Узнав это, подумал, что вышним произволением что-то вроде того должно со мной случиться, и решил действовать. Утром пришел к дому, где у государя квартира, и с другими людьми, пришедшими на него поглазеть, стал дожидаться, когда он выйдет. Коляска к воротам подана, кучер на козлах. По всему видать, вот-вот появится.

Стою, жду. Мысли скачут, размечтался – и прозевал его выход. Глянь, он уже в коляску садится. Сев, по сторонам огляделся – и меня в толпе увидел. Смотрит прямо мне в лицо, взгляда не отводит, но не так, как когда понимают, что видели где-то этого человека, а кто он, припомнить не могут. Чувствую, вспомнил меня – и глазам не верит. Веки смежил в надежде, видимо, что я ему почудился, что сейчас поднимет их снова, и меня не будет. А я тем временем со страху присел у других людей за спинами. Государь, глаза открыв и осмотревшись, меня уже не увидел, успокоился, велел кучеру ехать и уехал. Тогда я спохватился и начал корить себя за малодушество.

На другой день отправился туда же, с намерением подойти к нему, пасть на колени и рассказать про себя всю правду, но один человек у ворот за руку меня схватил.

“Мосцепанов?” – спрашивает.

Он меня признал, а я – его.
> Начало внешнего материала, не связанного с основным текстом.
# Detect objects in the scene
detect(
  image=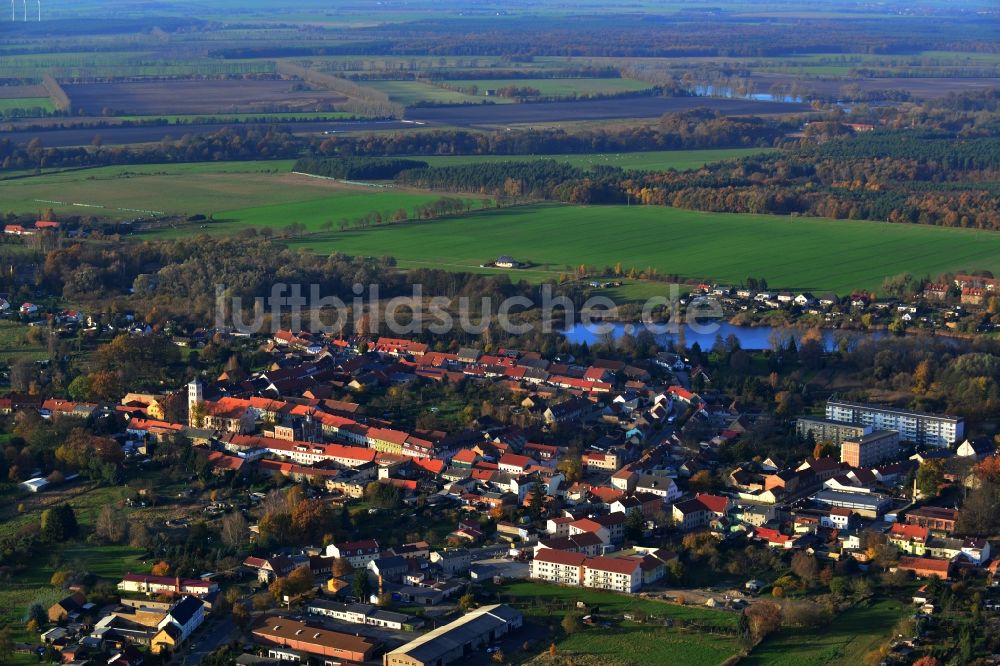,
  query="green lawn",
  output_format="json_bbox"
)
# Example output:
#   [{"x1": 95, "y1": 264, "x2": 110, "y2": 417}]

В Перми был с государем на гауптвахте, когда государь со мной разговаривал. Длинный, тонкий, но пальцы – как клещи. Еле я от него вырвался.
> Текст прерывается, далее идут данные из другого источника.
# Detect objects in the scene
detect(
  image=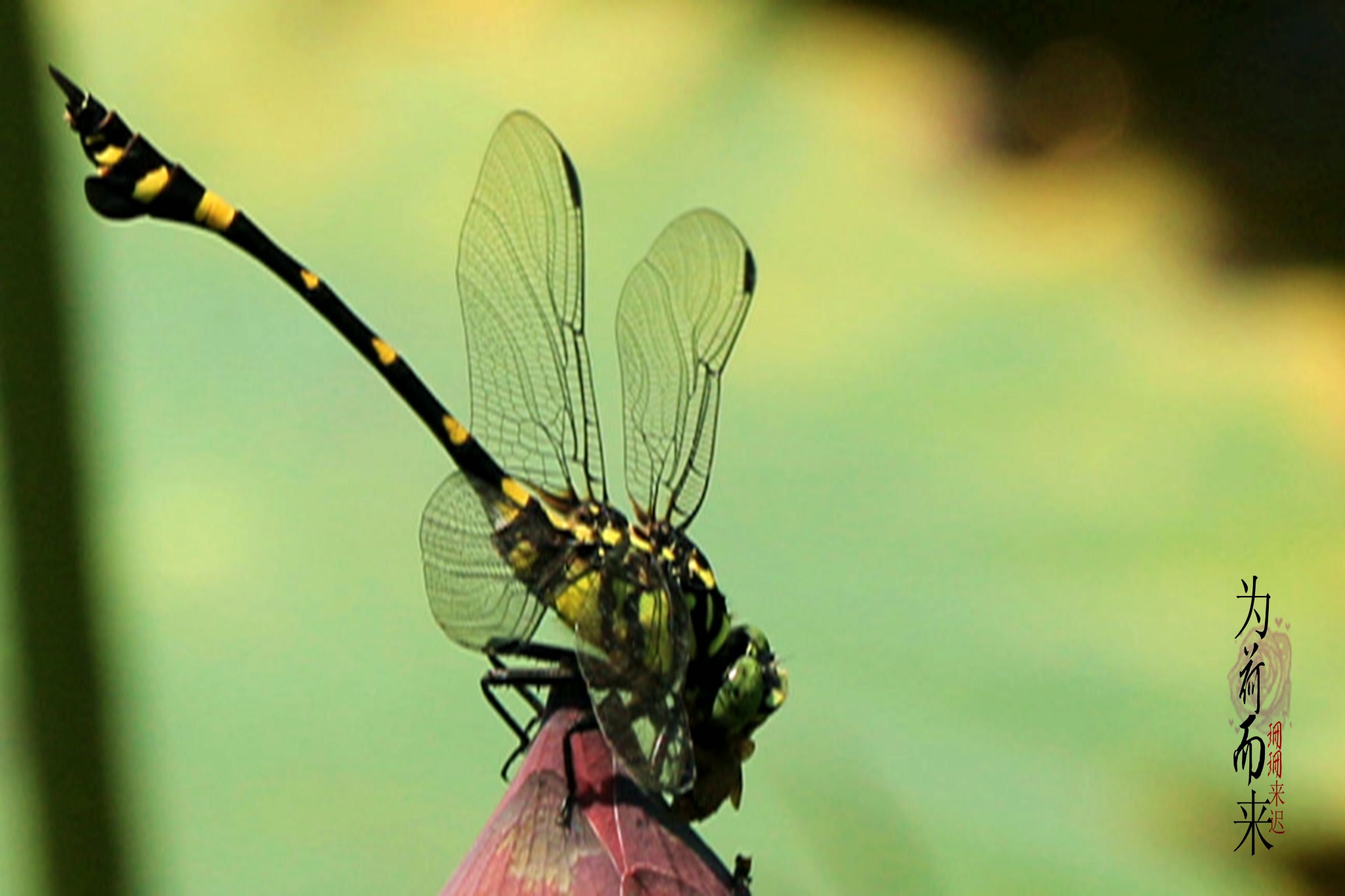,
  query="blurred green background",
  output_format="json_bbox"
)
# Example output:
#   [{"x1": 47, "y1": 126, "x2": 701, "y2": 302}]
[{"x1": 0, "y1": 0, "x2": 1345, "y2": 893}]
Днем хозяин домой пришел, рассказывает: “Полицмейстеру велено искать беглого арестанта, он у нас в Таганроге прячется. Вот приметы: высок, костист, на голове плешь, глаза голубые, при ходьбе на одну ногу припадает”. У меня сердце упало, а он мне говорит: “Ступай в порт, я там одному капитану из наших за тебя слово молвил”.

Назвал имя и корабль. Я хотел записать их для памяти, но он сказал, что умные люди такие слова пишут не на бумаге, а у себя на сердце. Поклонился я ему за его доброту, котомку собрал, детям его наказал не забывать мои уроки и пошел в гавань. Отыскал этого капитана, он меня спрятал от портовой стражи в трюме с зерном. Через четыре дня вышли из порта, и я стал ходить по кораблю свободно. А когда уже прошли Босфор и шли вдоль греческих берегов, рано утром стоял на палубе, дышал ветром с солью, смотрел на море, на горы в тумане и, чтобы полнее насладиться моим счастьем, шептал сам себе, что вот ведь не кто-нибудь, а я, Григорий Мосцепанов, плыву мимо них в синеве, в блеске, а мог бы в Сибири помереть, не узнав, какая в мире есть красота.

Лучи солнца отражались от гладкой воды и восходили ввысь, сближая море и небо. Сощуришься – и не различишь, где что. Чайки вились позади корабля. Они то пропадали в солнечном сиянии, то опять вылетали из него с золотым светом на перьях, и я думал, что если Господь сильной десницей своей охранил меня во всех несчастьях, следовательно, путь мой не мной начертан.

Эта мысль только еще рождалась во мне, как один матросик, встав рядом, стал удивляться, что море тихо, небо ясно, хотя каждый год в такое время бывают большие бури. Я промолчал, но сердце забилось сильнее. Если путь чист – значит, это мой путь.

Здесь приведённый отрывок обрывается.